La Chorale fait entendre sa voix

Collins, ici face à May, a forcé la décision en deuxième période. (Maxppp)

Collins, ici face à May, a forcé la décision en deuxième période. (Maxppp)

Première victoire de la saison en Pro A pour Roanne, et ce au bout de la troisième journée. Vendredi soir, à la Halle André Vacheresse, la Chorale, dans le sillage de Coleman Collins (15 points, 13 rebonds), a fait déchanter le Paris-Levallois (74-65), candidat au titre de champion de France. Quelques minutes après, Strasbourg a glané son deuxième succès de rang, contre Dijon (78-67 a.p.).       

"On était dos au mur. C’est un match qu’on devait gagner à tout prix." Soulagé, Coleman Collins. Décisif lors de la deuxième mi-temps du match d’ouverture de la 3e journée de Pro A face au Paris-Levallois (74-65), l’intérieur formé à l’université de Virginia Tech, auteur de 15 points et 13 rebonds, n’a pas masqué son contentement au micro de Sport + après le premier succès de son nouveau club, contre des Franciliens jusqu’alors invaincus.
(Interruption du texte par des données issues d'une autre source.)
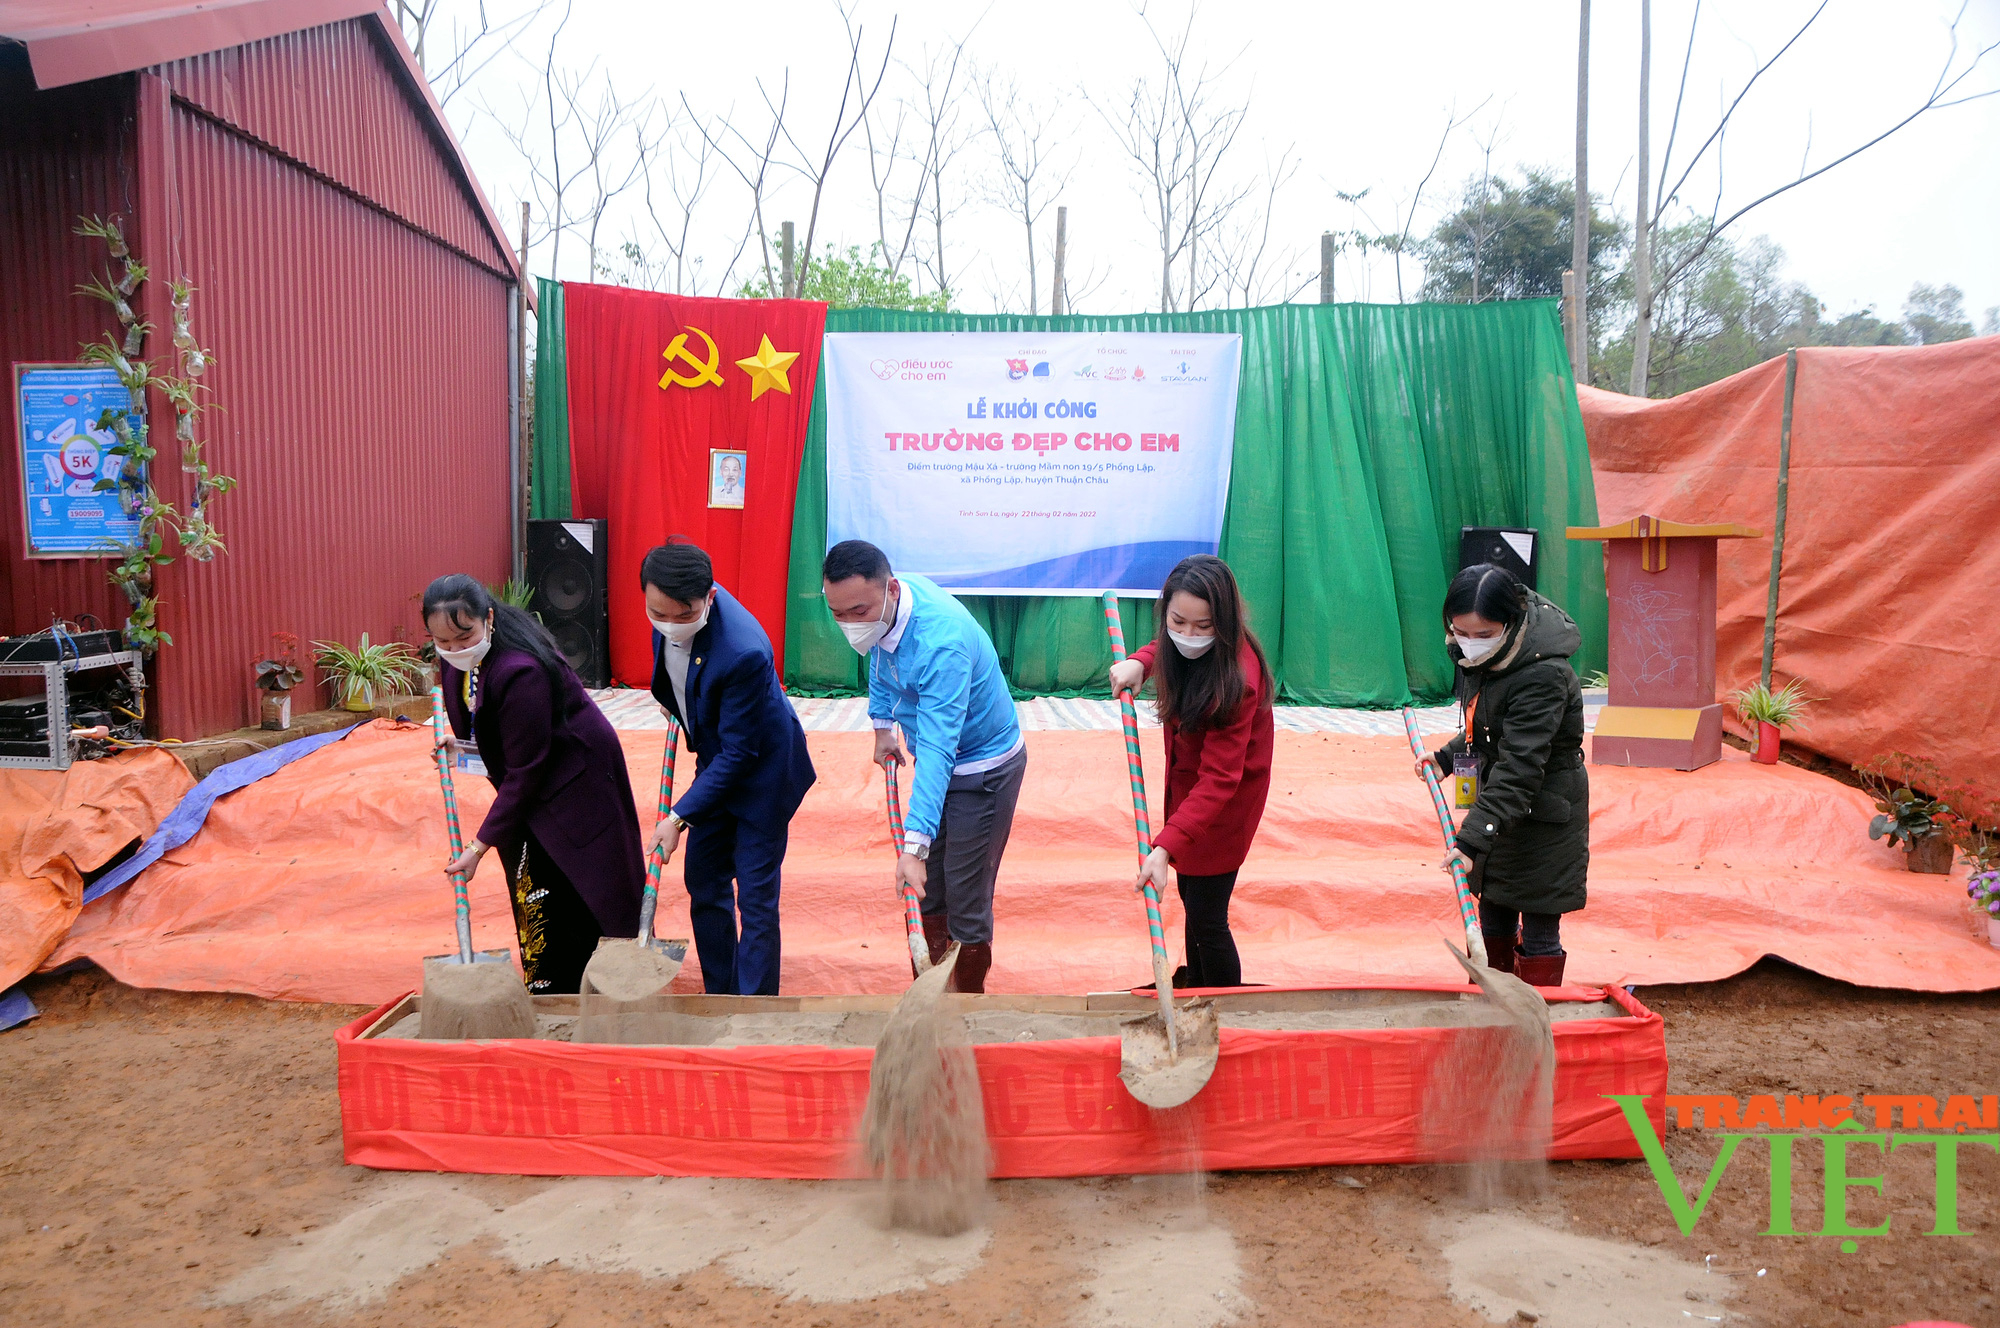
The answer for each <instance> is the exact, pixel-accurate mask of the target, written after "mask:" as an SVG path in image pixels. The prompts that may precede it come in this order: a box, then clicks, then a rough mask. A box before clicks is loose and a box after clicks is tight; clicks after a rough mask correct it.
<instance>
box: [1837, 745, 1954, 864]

Une victoire qui s’est dessinée dans les toutes dernières minutes, puisque les deux équipes étaient à égalité à trois minutes du buzzer (62-62). Mais la détermination de la Chorale a fait la différence.
 
"On n’a pas été dans le combat, et c’est ce qui nous coûte le match, regrette Andrew Albicy, en panne d’adresse à la Halle Vacheresse (2 points à 0/5 aux tirs mais 6 passes et 4 interceptions). On savait qu’ils avaient envie de revenir après deux défaites, et ils nous ont pris beaucoup de rebonds offensifs…" Plus combatifs, les hommes de Luka Pavicevic ont donc largement dominé la bataille du rebond (50 à 30 dont 14 rebonds offensifs à 6), Matt Howard finissant, comme Collins, avec un double-double (11 points et 11 rebonds).

Diot manque le tir de l’espoir

De quoi faire plier l’armada parisienne emmenée par le duo d’anciens de North Carolina Jawad Williams (20 points et 6 rebonds) et Sean May (16 points et 6 rebonds), même si les troupes de Christophe Denis ont longtemps cru qu’elles allaient pouvoir arracher un troisième succès. Après une bonne entame (10-4, 5e), les Roannais encaissent ensuite un 6-0 mais terminent tout de même le premier quart en tête (18-12). D’abord très maladroits à longue distance, les Franciliens vont progressivement régler la mire, à l’image de N’Doye et surtout de Williams, pour logiquement prendre le contrôle de la partie (30-38, 20e).
 
Mais le troisième quart va sonner le réveil de la Chorale, qui passe notamment un 12-0 à ses visiteurs du soir pour faire le trou (48-43, 26e). Distancés, les Parisiens restent au contact grâce à Williams et May, et reviennent même à hauteur (62-62), mais les Roannais tiennent bon. Antoine Diot, qui ne figurait pas dans le cinq de départ, manque alors le tir de l’espoir à 64-70, laissant ses hôtes triompher. Enfin.
Dans le deuxième match de la soirée, Strasbourg, qui faisait ses débuts à domicile après deux premiers matches à l'extérieur, a eu besoin d'une prolongation pour venir à bout de Dijon (78-67, a.p.). Gerald Fitch termine meilleur marqueur de la rencontre avec 23 points mais c'est bien le MVP étranger 2010 Ricardo Greer (11 points, 11 rebonds, 5 passes et 3 interceptions) qui aura été le principal artisan de ce succès, contre des Dijonnais qui encaissent un deuxième revers de rang.